# Can I see...



## Alcemistnv (Jan 29, 2012)

A show quality veiltail and crowntail?

I've seen the diagrams, but I'm curious about the actual fish.


----------



## dramaqueen (Jul 7, 2008)

I don't think veiltails can be shown but I'm not positive. Someone will come along soon to let us know.


----------



## Alcemistnv (Jan 29, 2012)

Oh, really? That's interesting...


----------



## BeautifulBetta123 (Aug 27, 2012)

veil tails i believe are banned from showing on the show circut and are not on the ibc so i don't think they can be shown but i don't see why sure they are mass bred but that could happen to any tail type veiltails are beautiful fish that come in many beautiful colors so i don't see why so many people don't like them. But anyways have a good day


----------



## Mo (Mar 15, 2012)

I'm not sure if there's a standard for veiltails in the IBC but they can be shows in new breeders Singletail class


----------



## BeautifulBetta123 (Aug 27, 2012)

Oh i remember reading something saying vt couldn't be shown but i don't show so i don't really know


----------



## EvilVOG (Nov 23, 2011)

VT's aren't accepted as a show breed. Don't exactly know why but that's the way it is.


----------



## Coppermoon (May 8, 2012)

You can show a VT, but because all Betta standards call for even balance, the VT has a major fault in it's tail.
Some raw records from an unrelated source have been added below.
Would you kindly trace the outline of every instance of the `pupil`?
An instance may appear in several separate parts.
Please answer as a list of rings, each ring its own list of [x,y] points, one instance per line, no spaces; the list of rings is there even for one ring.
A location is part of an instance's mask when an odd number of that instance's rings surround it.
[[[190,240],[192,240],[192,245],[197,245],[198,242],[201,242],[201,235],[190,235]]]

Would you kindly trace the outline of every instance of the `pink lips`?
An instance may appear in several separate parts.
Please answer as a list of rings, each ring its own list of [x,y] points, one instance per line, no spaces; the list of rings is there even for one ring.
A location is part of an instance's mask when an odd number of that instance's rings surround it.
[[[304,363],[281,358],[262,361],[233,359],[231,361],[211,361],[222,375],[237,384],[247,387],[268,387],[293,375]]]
Host clubs can include a VT class if they want to take the time to judge, and if the judge is willing. They would not get the IBC points, but shown as a pet fish, the host club can give out a certificate for the winner.

I want Lone Star Bettas to have a VT/Pet fish class for those that are keepers of Betta, but that will be later 

Lori


----------



## Basement Bettas (May 12, 2012)

dramaqueen said:


> I don't think veiltails can be shown but I'm not positive. Someone will come along soon to let us know.


Veils are not show fish. There is no standard and there is no place for them in the shows.


----------



## Basement Bettas (May 12, 2012)

BeautifulBetta123 said:


> veil tails i believe are banned from showing on the show circut and are not on the ibc so i don't think they can be shown but i don't see why sure they are mass bred but that could happen to any tail type veiltails are beautiful fish that come in many beautiful colors so i don't see why so many people don't like them. But anyways have a good day


Not banned.. just not competitive. They would have to show against a HM.. and there is no competition there.


----------



## BeautifulBetta123 (Aug 27, 2012)

True thanks basement bettas there are no shows in canada so i'm not 100% sure about it but i did do some research and what-not but a veil tail would never compete with a halfmoon now its making more sense


----------



## LebronTheBetta (Apr 23, 2012)

Anything without a 180* caudel will lose in the shows. That's probably why DeTs, SDeTs, and VTs aren't going to win and all that. Don't know about that "Singletail" category, though.


----------



## Basement Bettas (May 12, 2012)

BeautifulBetta123 said:


> True thanks basement bettas there are no shows in canada so i'm not 100% sure about it but i did do some research and what-not but a veil tail would never compete with a halfmoon now its making more sense


I know there are breeders up there as I have met them at shows here in the US. Have you checked with the IBC to see if anything is going on up there?


----------



## mursey (May 9, 2012)

This is too bad. I recently read something about tailbiters possibly being a genetic anxiety-type of trait bred into a lot of halfmoons because breeders tend to throw the biters into the spawn tank since they cant show them at the time anyway. Then there is a theory that tailbiters are being bred a lot. The article said "think about it, you don't see a lot of tailbiting veiltails, do you?"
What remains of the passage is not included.